Don Ginés y la ley Celaá

Monseñor Ginés García Beltrán.
photo_camera Monseñor Ginés García Beltrán.

Hábil, acertado y rápido ha estado el obispo de Getafe, miembro del antes llamado Comité Ejecutivo, et alii, monseñor Ginés Ramón García Beltrán –todo con tilde-, a la hora de poner el dedo en la llaga sobre lo que está pasando con el proyecto de ley Celaá, la que se decía era la ministra católica del Gobierno, cosa que ni niego, ni puedo negar.

Es curioso porque este obispo, también se podría decir madrileño –de la Provincia Eclesiástica matritense y del territorio de la Comunidad autónoma de Madrid-, y esta diócesis llevan la delantera, con mucho, en la defensa de los derechos de los padres y en la defensa de una comprensión integral de la educación católica al servicio de la sociedad. 

En gran media es trabajo de su Delegación de Enseñanza, que es capaz de arrastrar a otras delegaciones diocesanas de España tras sus actividades.

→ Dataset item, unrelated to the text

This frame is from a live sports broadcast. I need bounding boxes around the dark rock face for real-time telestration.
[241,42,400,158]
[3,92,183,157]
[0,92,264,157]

Por ejemplo, las campañas en las redes, la movilización social.

Y esto no es fruto de un proyecto ideológico, sino de la realidad de una vida educativa en Getafe que, desde hace muchos años, ha acogido a sectores eclesiales diversos, complementarios, que han dedicado muchos recursos a la educación. En este sentido Getafe sigue siendo un paraíso de integración eclesial, de comunión efectiva acogedora.

No sé si don Ginés ha llevado este tema al Ejecutivo, a la Comisión y a los comisionados, que no comisarios. No se si hará posible que el Ejecutivo, u organismo competente, diga algo más. Lo que sé es que, como han podido comprobar nuestros lectores, lo que ha dicho es clave.

Gloso. Ni por el momento en el que nos encontramos, ni por la naturaleza de lo que se trata, una ley de educación que afecta decisivamente al desarrollo integral de las personas y al futuro de la sociedad, ni por las formas, cómo se está tramitando, la ministra Celaá está siendo ejemplar, por decirlo sin acritud. Falta de trasparencia, inoportunidad, nocturnidad, alevosía, nula voluntad de acuerdos… podemos seguir, pero no hace falta.

¿Qué más va a hacer la Iglesia públicamente en una cuestión medular, que toca de lleno muchos aspectos de su misión hoy en la sociedad?

Depende, una vez más. Si es que cada vez hay que ser más gallego.